The case arose out of 214 underlying claims by investors and beneficiaries to two trusts which were set up to hold security over land to be purchased at Peninsula Village, Turkey and at Al Johara, Morocco. The investors claimed against The International Law Partnership (“TILP”), a firm of solicitors, that the investment structure set up on behalf of TILP’s clients known as the Midas Group, resulted in ineffective security which resulted in losses to the investors. TILP subsequently went into liquidation and had no funds to meet the claims. Their professional indemnity insurers argued that all claims could be aggregated as ‘one claim’ and therefore refused to pay further sums beyond the £3 million limit of indemnity.

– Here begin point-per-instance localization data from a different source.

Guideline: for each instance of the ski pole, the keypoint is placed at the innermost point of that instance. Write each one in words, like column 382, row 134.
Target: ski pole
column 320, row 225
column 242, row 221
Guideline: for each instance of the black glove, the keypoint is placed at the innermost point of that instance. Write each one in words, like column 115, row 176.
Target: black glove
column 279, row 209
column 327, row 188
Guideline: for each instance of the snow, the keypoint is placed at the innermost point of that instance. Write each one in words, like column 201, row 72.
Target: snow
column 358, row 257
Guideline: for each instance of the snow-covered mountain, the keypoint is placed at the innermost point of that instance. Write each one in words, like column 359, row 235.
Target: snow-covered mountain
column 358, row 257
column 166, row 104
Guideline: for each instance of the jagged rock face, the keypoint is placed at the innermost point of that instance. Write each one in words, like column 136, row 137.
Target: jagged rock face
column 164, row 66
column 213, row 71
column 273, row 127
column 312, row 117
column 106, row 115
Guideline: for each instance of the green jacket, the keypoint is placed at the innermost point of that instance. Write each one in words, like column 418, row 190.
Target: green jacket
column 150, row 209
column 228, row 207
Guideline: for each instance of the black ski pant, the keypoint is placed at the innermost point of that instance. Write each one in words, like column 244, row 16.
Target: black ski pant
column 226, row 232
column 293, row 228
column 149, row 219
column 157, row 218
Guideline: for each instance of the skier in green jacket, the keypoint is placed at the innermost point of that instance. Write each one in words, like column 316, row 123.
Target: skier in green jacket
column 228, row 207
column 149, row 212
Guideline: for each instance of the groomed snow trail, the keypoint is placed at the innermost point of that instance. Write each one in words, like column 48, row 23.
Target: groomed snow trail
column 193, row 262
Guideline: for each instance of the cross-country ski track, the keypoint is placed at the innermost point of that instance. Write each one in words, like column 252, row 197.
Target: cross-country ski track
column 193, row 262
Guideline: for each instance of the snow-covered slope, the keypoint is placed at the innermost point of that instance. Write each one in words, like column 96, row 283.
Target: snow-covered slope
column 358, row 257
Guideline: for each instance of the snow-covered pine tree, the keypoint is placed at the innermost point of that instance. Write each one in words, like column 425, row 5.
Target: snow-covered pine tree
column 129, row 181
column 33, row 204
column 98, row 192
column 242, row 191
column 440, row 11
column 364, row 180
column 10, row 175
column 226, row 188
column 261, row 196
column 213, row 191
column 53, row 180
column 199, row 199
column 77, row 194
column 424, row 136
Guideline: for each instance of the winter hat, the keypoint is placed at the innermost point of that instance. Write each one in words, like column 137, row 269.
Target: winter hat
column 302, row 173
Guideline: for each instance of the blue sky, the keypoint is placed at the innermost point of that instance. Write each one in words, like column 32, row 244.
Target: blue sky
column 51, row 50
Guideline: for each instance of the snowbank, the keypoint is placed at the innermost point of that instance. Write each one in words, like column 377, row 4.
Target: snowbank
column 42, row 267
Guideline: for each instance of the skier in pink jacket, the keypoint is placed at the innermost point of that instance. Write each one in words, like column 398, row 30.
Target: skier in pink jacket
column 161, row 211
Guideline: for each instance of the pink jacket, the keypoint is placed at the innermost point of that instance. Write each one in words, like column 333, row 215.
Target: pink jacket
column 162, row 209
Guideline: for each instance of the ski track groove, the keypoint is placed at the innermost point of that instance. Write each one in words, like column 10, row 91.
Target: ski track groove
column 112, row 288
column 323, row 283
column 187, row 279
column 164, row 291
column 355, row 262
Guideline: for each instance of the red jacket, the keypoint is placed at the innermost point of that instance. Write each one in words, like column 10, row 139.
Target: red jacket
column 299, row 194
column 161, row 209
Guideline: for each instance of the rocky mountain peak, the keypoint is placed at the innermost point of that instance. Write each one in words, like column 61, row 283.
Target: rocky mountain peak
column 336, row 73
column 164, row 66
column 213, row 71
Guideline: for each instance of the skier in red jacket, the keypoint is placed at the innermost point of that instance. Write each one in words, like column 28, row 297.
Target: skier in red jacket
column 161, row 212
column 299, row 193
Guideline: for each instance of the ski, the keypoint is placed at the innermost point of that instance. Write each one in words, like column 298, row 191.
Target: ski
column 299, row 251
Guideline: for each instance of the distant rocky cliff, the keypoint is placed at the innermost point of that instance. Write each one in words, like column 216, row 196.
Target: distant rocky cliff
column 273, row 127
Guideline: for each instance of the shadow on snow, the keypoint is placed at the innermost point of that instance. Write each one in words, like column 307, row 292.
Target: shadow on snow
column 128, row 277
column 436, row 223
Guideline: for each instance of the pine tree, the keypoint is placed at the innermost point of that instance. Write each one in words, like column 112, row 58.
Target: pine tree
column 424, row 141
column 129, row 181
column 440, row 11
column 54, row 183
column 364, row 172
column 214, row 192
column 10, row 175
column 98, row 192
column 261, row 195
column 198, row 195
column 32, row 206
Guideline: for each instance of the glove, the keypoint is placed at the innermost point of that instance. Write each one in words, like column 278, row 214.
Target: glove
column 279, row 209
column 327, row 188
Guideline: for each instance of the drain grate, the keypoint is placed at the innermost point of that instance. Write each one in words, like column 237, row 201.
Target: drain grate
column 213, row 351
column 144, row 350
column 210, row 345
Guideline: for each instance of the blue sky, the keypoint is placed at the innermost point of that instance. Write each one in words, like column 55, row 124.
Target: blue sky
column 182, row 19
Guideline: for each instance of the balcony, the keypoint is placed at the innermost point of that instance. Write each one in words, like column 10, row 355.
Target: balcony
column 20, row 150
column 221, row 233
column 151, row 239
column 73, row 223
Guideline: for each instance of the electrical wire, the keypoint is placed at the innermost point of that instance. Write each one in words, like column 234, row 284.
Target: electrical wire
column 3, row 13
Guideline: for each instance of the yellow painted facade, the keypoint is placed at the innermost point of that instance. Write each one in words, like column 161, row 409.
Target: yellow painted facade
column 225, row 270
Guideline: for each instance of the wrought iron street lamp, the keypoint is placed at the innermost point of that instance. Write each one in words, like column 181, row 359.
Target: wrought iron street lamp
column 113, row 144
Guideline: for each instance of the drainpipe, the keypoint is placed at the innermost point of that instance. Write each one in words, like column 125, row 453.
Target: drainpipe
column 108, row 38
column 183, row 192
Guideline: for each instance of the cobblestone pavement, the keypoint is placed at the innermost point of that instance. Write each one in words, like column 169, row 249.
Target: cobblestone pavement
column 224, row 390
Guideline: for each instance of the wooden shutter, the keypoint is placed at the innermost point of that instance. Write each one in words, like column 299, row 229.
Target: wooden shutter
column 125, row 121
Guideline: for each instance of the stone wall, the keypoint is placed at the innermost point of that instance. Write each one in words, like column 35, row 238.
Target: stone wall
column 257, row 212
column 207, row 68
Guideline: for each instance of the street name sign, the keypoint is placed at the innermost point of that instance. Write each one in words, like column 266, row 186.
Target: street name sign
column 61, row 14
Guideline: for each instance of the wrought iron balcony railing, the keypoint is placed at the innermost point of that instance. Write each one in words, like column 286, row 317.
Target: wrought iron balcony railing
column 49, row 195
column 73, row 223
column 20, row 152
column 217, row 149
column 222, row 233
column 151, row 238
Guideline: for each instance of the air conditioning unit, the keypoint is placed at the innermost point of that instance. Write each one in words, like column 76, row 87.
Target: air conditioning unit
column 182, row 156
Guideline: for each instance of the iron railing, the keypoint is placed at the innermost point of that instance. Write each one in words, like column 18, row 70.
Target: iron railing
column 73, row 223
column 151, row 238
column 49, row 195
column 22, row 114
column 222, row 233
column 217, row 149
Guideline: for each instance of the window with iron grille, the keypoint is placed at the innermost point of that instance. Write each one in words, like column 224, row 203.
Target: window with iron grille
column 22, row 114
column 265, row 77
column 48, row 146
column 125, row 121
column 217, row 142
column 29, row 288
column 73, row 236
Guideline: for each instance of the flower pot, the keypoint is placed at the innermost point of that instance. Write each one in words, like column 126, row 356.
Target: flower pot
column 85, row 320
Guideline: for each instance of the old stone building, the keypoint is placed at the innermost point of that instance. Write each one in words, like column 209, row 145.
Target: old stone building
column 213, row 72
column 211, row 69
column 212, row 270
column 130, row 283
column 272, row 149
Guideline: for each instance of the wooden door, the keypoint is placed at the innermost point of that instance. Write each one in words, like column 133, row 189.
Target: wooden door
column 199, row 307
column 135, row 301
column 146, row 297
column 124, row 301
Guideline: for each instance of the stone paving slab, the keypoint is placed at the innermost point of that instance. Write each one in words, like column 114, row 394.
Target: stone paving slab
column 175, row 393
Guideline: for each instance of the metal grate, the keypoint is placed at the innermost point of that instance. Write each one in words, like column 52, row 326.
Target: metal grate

The judgment of Lord Toulson handed down on 22 March 2017, concluded that:
“By requiring that the acts or omissions should have been in a series of related transactions, the scope for aggregation is confined to circumstances in which there is a real connection between the transactions in which they occurred, rather than merely a similarity in the type of act or omission” - Paragraph 18
“Use of the word “related” implies that there must be some inter-connection between the matters or transactions, or in other words that they must in some way fit together” – Paragraph 22
Although the Supreme Court disagreed with the Court of Appeal’s use of the word ‘intrinsic’ to describe the connection required, the SRA’s submissions were that there was ‘no magic’ in the word ‘intrinsic’. In finding that there must be some inter-connection between the matters or transactions, the Supreme Court followed the SRA’s position and more significantly rejected the insurer’s specific submissions that confining a relationship to “inter-connected” matters or transactions was too narrow. This reverts to the alternative argument considered by Teare J at first instance (see paragraph 40 of his judgment).
The Supreme Court found that a striking similarity on the facts, the identity of the client and the similarity of legal structure of the development projects were all insufficient to cause aggregation. The proper starting point was to identify the relevant matters or transactions (see paragraph 27).
The Supreme Court also rejected the insurers’ primary argument that all claims fell to be aggregated. The Supreme Court concluded that each of the two development projects attracted an aggregation limit and the investors’ claims were found to aggregate where they were co-beneficiaries under a common trust.
For matters to be inter-connected, a relationship must be found between two or more matters or transactions. The fact that, for example, losses had the same originating cause, such as the dishonesty or negligence of an individual solicitor or the identity of the client, would not cause the aggregation clause to apply. Submissions by the insurer that an ‘overarching scheme’ or a client’s similar approach to matters (described in the Court of Appeal as the “modus operandi”) was sufficient to cause aggregation were not supported by Lord Toulson’s judgment.
Counsel for the SRA was David Edwards QC and Tim Jenns of 7KBW.